Anyway, I started to think of these good clean assemblages of genre language as being written in “Television Standard”. I began to be a very fussy book buyer. I would browse book stores, open books, to do my usual prose sampling, and notice how many of the books in the shelves I’d always check out with interest—Fantasy and Science Fiction, Young Adult and Thriller—were written in this style-cancelling Television Standard, a language whose only aim seemed to be to get out of the way of what was happening, as if what was happening wasn’t in the end only happening in language. “Good plain language, without artifice,” as the how-to guru might describe it, language without jolts of strangeness, traction, or hauling power.

So, picture me, a tired, blue reader putting down the thriller, turning off the television, and opening Jude the Obscure. A blockbuster will fly through the time it occupies like a cannonball. Jude walked around me and breathed on me. I took in world of the book, and my world grew to accommodate it. My own fears and frustrations got smaller. I got smaller. Small and integral. It was as if I was one of Hardy’s country people, out on the heath, walking from town to town. I was reading the book, performing its main character’s pilgrimages, his flights, and exiled wandering. I was making it happen all over again. Whatever purpose my journey had, it also served in a small way to keep the path clear of weeds. The path from town to town. Jude the Obscure was mine intimately. It was written just for me. And, at the same time, it didn’t need me at all. How comforting it was—that being there, and being no one.

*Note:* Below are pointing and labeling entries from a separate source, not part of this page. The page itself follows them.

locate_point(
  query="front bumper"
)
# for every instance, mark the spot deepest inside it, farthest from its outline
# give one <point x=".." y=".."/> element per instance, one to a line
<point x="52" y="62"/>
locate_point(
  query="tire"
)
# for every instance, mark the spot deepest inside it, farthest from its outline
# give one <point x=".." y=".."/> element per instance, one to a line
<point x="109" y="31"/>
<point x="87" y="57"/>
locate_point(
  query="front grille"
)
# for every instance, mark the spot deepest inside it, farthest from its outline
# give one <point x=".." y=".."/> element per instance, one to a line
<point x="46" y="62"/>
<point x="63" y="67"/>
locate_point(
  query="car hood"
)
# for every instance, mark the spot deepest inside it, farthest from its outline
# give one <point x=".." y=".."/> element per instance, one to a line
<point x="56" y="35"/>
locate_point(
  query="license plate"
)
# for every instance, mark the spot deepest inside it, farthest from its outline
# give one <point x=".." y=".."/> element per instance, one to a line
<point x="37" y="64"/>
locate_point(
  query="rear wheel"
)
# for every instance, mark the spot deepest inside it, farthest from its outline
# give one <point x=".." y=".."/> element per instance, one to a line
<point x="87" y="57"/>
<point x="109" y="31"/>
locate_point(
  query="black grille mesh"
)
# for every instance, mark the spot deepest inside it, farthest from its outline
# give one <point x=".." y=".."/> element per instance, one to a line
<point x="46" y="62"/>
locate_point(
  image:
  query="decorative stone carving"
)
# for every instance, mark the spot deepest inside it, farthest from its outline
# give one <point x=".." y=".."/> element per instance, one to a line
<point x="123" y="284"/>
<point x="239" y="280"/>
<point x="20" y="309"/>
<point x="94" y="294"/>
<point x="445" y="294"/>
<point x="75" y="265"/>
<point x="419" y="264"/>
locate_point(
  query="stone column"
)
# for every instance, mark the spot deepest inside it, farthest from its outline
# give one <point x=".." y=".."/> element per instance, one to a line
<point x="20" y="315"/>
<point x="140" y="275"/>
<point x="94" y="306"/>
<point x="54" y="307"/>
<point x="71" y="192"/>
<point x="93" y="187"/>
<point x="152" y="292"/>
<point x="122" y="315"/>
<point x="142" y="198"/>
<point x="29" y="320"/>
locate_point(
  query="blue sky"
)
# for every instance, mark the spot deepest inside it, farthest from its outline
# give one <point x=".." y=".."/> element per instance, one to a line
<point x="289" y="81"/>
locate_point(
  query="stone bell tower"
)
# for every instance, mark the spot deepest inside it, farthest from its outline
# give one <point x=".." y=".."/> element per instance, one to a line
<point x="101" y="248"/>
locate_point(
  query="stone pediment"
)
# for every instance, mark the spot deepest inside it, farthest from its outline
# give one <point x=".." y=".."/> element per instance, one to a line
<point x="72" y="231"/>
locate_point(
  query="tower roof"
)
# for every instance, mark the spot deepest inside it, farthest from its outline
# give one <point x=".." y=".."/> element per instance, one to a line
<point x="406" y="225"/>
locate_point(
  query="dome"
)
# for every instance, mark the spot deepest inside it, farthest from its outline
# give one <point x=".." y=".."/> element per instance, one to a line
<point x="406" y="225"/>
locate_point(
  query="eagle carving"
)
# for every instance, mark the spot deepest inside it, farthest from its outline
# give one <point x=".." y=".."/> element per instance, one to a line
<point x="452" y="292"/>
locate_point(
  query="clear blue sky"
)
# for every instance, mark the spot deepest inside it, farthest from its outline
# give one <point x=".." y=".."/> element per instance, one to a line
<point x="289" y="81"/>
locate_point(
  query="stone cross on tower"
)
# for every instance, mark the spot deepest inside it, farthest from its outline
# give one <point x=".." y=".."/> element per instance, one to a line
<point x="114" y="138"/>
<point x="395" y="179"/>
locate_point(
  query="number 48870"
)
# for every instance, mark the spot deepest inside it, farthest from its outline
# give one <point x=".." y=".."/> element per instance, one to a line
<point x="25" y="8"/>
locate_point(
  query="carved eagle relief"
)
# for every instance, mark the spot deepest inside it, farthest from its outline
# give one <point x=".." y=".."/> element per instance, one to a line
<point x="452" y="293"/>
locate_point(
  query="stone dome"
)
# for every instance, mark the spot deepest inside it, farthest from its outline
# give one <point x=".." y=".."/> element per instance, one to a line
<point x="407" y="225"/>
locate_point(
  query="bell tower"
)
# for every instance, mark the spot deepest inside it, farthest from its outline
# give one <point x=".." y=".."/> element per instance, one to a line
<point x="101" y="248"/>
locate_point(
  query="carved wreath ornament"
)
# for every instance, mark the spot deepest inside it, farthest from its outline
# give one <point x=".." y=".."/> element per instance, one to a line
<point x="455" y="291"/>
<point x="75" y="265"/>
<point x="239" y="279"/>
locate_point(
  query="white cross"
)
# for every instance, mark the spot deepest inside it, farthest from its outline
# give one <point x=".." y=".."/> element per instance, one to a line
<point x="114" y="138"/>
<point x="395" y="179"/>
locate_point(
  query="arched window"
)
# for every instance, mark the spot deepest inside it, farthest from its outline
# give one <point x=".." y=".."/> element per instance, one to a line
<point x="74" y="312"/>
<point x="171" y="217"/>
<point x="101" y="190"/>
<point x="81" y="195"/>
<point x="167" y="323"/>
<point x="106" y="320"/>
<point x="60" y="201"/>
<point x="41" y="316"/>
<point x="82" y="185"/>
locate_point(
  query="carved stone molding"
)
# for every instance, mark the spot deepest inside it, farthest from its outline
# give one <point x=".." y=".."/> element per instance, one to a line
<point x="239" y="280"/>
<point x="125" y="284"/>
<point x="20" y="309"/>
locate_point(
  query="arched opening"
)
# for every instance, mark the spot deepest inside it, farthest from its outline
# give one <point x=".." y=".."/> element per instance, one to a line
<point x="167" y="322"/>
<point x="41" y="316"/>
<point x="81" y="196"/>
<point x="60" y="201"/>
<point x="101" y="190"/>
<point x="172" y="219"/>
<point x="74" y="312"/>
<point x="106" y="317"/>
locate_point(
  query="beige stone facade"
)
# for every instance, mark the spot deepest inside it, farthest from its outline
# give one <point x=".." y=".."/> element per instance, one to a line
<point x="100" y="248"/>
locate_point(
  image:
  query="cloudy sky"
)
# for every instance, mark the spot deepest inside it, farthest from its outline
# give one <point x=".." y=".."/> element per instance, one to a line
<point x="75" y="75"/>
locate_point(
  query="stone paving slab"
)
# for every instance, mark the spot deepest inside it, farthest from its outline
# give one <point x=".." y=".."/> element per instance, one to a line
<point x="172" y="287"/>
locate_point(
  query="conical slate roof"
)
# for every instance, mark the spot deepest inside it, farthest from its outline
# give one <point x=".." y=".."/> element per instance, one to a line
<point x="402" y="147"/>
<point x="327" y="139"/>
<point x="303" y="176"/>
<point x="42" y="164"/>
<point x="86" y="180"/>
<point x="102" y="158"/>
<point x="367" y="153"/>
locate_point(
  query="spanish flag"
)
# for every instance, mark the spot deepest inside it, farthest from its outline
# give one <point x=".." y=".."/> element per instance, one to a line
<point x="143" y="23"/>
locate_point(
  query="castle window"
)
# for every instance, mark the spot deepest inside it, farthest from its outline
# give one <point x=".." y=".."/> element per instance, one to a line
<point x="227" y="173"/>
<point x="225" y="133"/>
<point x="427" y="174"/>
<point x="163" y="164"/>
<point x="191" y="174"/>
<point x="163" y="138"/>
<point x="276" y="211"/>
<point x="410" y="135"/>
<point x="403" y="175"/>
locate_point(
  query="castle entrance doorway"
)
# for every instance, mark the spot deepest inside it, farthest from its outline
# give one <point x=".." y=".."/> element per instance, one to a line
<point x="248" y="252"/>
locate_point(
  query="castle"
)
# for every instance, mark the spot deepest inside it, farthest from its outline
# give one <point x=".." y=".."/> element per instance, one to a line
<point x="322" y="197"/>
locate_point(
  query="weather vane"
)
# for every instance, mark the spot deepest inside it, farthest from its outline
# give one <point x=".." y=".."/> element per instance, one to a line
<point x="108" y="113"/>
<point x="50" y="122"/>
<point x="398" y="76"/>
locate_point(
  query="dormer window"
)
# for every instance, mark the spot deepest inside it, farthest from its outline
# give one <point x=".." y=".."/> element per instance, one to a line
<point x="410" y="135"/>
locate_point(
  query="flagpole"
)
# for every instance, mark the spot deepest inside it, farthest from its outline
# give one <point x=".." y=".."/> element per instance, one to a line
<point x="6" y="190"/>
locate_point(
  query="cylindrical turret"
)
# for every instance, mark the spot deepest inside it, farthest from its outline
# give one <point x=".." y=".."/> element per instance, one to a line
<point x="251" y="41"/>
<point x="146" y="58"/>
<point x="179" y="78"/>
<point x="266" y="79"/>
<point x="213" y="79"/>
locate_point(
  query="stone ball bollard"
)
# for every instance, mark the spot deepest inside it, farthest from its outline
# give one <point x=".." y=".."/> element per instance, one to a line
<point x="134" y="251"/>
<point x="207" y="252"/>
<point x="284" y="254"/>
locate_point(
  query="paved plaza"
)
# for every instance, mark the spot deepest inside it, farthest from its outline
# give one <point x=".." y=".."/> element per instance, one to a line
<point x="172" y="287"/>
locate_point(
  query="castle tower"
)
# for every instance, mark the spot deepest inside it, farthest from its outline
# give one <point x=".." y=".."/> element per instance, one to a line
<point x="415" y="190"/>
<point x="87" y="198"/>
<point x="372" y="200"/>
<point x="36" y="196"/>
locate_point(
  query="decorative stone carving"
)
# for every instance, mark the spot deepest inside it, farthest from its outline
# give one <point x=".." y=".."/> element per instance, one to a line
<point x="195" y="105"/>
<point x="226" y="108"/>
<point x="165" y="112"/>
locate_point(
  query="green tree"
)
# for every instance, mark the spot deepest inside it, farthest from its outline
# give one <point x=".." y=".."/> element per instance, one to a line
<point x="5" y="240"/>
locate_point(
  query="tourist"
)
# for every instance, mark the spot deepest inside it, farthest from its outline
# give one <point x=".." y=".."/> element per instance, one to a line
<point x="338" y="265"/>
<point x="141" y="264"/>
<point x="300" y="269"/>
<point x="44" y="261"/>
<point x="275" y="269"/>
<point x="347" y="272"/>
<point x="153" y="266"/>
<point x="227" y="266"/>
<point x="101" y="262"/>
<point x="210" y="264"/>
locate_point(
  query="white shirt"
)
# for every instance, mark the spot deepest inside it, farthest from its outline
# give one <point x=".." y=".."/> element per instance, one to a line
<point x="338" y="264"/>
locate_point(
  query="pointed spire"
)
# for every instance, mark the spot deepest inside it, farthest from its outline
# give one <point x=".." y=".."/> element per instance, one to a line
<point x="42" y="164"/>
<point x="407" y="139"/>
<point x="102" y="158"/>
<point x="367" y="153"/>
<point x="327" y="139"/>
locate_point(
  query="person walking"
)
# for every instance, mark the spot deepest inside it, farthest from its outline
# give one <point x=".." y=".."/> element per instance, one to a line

2 comments to In purgatory stories are street lamps (1)

  • Lee

    What you’ve said about TS (Television Standard) is very convincing. I seem to have a lot of arguments about genre as belonging to a specific community, a view I find particularly irking. And by chance, I’m just about to start my first book by Peter Stamm.

  • I had to read this from the title alone. Being there and being no-one. Perfect. Exactly.